In most cases reviewed, suppliers reported their biggest source of emissions came from electricity consumption and use of fuels in their facilities, with the two most common sources being oil and gas.
The Verge contacted all suppliers mentioned in the story but only received responses from Intel and Hynix.
Microsoft’s strategy toward net zero is ambitious. Beyond just reaching net zero by 2030, the company wants to suck more carbon out of the atmosphere than it emits every year. But experts consulted by The Verge say this would require stricter efforts on its part.
To address its direct emissions, the company has purchased more than 13 GW of low-carbon energy and has also made a significant gamble on carbon removal. Microsoft already removes about 1.4 million metric tons of its CO2 emissions through carbon offsets. But its long-term ambitions are about five times greater, aiming to remove more than 5 million metric tons by 2030 — which is more carbon than all the CO2 absorbed by Costa Rica’s forests every year.
In the short term, most of Microsoft’s carbon removal comes from forestry projects, according to its 2022 offsets report. These types of projects have gained criticism recently for not adding new emissions reductions and, at times, catching fire. Microsoft, too, says in its 2022 report this generates “concerns” about how long these projects can last without being degraded.
But in the long term, the tech giant’s bet is even more complex — and riskier. Microsoft signed a 10-year deal with the Swiss company Climeorks to build machines that can suck carbon out of the air and store it in basalt rock, a method the company claims is already achieving results. This technology, however, is unproven at scale, and the UN recently discouraged its use to offset emissions.

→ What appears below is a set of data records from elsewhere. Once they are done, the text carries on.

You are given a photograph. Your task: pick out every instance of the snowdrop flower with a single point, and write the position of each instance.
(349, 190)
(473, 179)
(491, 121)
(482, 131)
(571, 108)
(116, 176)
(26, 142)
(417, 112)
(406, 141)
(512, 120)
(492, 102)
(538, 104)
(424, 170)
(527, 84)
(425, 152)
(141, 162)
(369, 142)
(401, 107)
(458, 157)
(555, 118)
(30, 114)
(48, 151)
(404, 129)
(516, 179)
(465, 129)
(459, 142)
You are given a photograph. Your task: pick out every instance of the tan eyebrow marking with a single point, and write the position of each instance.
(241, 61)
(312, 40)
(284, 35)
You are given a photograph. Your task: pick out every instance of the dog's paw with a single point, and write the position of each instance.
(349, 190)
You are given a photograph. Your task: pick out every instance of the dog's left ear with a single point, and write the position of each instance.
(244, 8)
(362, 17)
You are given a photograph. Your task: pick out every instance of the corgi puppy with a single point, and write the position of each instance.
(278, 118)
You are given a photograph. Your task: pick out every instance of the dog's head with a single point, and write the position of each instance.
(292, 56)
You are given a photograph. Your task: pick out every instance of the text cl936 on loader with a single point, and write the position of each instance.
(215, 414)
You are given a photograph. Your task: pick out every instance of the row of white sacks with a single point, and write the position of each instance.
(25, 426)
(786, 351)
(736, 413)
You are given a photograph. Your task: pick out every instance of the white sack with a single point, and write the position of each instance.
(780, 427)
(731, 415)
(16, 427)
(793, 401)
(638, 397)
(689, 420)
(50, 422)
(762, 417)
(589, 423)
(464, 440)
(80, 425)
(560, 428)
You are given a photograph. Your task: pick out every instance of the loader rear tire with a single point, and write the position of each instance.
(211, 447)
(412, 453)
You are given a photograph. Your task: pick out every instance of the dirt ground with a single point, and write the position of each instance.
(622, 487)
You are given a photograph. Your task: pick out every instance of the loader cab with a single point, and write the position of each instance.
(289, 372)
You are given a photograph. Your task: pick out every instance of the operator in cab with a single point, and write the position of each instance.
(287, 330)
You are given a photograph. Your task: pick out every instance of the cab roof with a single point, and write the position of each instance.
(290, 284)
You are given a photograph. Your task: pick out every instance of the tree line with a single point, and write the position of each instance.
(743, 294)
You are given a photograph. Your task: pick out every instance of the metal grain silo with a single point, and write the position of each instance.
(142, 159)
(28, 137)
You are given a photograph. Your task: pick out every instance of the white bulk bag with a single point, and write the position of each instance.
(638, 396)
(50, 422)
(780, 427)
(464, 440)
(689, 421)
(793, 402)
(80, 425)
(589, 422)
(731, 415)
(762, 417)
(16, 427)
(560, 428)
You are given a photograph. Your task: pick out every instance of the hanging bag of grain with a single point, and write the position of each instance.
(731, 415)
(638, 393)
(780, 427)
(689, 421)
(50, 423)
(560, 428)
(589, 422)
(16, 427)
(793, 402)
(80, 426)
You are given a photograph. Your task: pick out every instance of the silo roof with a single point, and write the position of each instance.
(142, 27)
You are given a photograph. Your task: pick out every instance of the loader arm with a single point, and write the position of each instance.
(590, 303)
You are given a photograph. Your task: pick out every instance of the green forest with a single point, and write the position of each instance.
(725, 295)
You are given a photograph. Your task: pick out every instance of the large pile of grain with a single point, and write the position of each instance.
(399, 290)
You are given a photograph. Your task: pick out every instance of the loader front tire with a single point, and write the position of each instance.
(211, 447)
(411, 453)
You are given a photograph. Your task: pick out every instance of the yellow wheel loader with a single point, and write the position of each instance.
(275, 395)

While direct emissions have straightforward solutions, Microsoft’s approach toward supply chain emissions is less clear, experts consulted by The Verge said. The tech sector has a particularly global supply chain, Cornell’s Dowell explained, which makes it difficult to even trace it. In part, Microsoft can’t directly control where its suppliers operate, but the company can enforce tighter regulations, he said. Both Wu, from Greenpeace, and Skribbe, with the NewClimate Institute, agreed.
In July 2022, Microsoft updated its Supplier Code of Conduct to require all suppliers to cut carbon emissions by 55 percent by 2030. While this was a step in the right direction, some details are still uncertain, Srkibbe said. One of them, for example, is that it remains unclear whether suppliers can rely on carbon offsets to achieve the target instead of directly replacing fossil fuels with renewables, she said.
“Microsoft should require its suppliers to achieve 100 percent renewable energy by 2030 and support them in this transition,” Wu said.
Most big tech companies have a similarly complex chain, but some have found effective ways to help suppliers decarbonize, Wu said. Apple, for example, created incentives for suppliers with 100 percent renewable energy targets and has mobilized more than 200 of them to use clean energy for their products. Still, the company’s code of conduct does not explicitly require them to reach 100 percent renewable energy. Microsoft has built new renewable energy into several countries’ national grids but does not have a similar program of incentives with suppliers.
“As a major global player, Microsoft is in a unique position that allows them to significantly increase the pressure on its suppliers to reduce their emissions. It is the responsibility of Microsoft to show that they are serious about reducing emissions,” Skribbe said.
“If a company with that much market power cannot influence the climate ambition of its suppliers, then I don’t know who could,” she added.